- 14 oz. Pappardelle's Sun-Dried Tomato Pesto Gnocchi
- 1-1/2 tablespoons Bella Sol California Extra Virgin Olive Oil
- 4 slices bacon, chopped
- 4 green onions, chopped
- 1/4 cup sun-dried tomatoes packed in oil, drained and chopped
- 1/2 cup cream
- 1/2 cup sour cream
- 1/4 cup water
- 1/2 cup Parmesan cheese, grated
- 1-1/2 tablespoons fresh basil, chopped
- Heat oil in a pan; add bacon, stirring occasionally, until bacon is crisp.
- Add onions and tomatoes, stirring until onions are tender.
- Reserve half the bacon mixture for serving.
- Stir cream, sour cream, water, cheese and basil into remaining bacon mixture in pan.

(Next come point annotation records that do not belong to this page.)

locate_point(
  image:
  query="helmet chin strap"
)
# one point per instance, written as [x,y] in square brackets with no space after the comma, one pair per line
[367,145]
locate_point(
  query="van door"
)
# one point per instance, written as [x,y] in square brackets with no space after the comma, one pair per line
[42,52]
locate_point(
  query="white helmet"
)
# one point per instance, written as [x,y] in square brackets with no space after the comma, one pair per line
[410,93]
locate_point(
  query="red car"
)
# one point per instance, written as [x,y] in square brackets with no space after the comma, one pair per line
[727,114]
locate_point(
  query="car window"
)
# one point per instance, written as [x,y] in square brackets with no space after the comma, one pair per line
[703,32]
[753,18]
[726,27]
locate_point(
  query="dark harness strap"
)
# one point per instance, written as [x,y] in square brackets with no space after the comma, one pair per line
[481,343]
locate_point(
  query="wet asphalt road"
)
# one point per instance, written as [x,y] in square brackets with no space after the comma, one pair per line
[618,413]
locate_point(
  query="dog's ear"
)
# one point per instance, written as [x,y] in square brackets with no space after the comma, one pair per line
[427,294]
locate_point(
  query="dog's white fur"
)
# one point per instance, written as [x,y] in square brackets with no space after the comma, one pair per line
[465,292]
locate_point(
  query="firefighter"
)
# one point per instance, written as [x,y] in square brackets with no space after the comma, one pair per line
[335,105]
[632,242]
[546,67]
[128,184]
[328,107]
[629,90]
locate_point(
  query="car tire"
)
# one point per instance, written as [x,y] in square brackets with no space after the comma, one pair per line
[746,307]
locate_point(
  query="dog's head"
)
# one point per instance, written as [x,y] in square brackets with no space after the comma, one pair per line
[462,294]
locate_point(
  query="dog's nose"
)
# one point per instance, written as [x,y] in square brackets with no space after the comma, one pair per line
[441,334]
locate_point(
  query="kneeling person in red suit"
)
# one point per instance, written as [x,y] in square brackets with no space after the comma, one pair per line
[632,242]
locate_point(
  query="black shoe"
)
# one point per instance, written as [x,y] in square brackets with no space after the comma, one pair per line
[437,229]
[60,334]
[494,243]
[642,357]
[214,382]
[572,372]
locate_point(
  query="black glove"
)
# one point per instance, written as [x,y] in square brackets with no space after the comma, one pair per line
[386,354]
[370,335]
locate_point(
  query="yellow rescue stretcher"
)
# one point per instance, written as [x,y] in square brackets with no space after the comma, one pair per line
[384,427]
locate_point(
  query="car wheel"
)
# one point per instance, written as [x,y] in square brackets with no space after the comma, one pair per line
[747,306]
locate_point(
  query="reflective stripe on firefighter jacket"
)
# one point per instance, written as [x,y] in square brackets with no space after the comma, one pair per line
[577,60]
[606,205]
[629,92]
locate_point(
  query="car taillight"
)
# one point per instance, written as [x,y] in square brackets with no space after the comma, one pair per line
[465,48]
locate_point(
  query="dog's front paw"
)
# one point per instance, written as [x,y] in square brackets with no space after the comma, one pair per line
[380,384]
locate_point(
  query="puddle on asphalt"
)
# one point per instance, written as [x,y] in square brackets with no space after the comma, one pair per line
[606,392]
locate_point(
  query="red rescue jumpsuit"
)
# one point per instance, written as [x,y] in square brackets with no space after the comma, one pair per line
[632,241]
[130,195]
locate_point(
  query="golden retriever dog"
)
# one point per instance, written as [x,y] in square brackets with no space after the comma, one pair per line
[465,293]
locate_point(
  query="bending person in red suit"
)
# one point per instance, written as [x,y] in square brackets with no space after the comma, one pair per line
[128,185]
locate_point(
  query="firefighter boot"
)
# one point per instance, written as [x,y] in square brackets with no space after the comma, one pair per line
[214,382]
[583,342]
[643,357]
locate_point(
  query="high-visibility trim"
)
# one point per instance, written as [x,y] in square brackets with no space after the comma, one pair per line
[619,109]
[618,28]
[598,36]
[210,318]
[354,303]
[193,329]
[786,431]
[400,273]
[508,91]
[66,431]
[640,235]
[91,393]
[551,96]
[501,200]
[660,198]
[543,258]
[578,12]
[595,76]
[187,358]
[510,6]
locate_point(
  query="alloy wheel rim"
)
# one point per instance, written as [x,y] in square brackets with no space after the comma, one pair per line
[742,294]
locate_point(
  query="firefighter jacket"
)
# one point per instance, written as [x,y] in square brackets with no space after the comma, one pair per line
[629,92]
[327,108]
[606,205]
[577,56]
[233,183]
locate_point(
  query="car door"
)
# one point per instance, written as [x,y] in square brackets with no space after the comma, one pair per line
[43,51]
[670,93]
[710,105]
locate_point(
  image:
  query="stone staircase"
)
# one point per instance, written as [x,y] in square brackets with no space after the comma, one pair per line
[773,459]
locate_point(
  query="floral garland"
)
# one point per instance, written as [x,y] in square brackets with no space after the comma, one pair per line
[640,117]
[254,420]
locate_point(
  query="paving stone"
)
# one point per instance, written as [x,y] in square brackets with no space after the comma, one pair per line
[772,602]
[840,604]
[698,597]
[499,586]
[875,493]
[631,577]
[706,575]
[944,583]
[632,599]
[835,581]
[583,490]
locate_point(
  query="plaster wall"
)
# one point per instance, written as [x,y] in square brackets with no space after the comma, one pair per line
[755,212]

Stir until heated through.
- Bring 3 quarts of water with a pinch of salt to a gentle boil.
- Add frozen gnocchi to boiling water. Occasionally, stir gnocchi to prevent sticking to pot. Cook for approximately 2-3 minutes, or until pasta floats to surface. Remove from water with a slotted spoon and taste for doneness.
- Combine gnocchi and cream mixture. Serve sprinkled with reserved bacon mixture.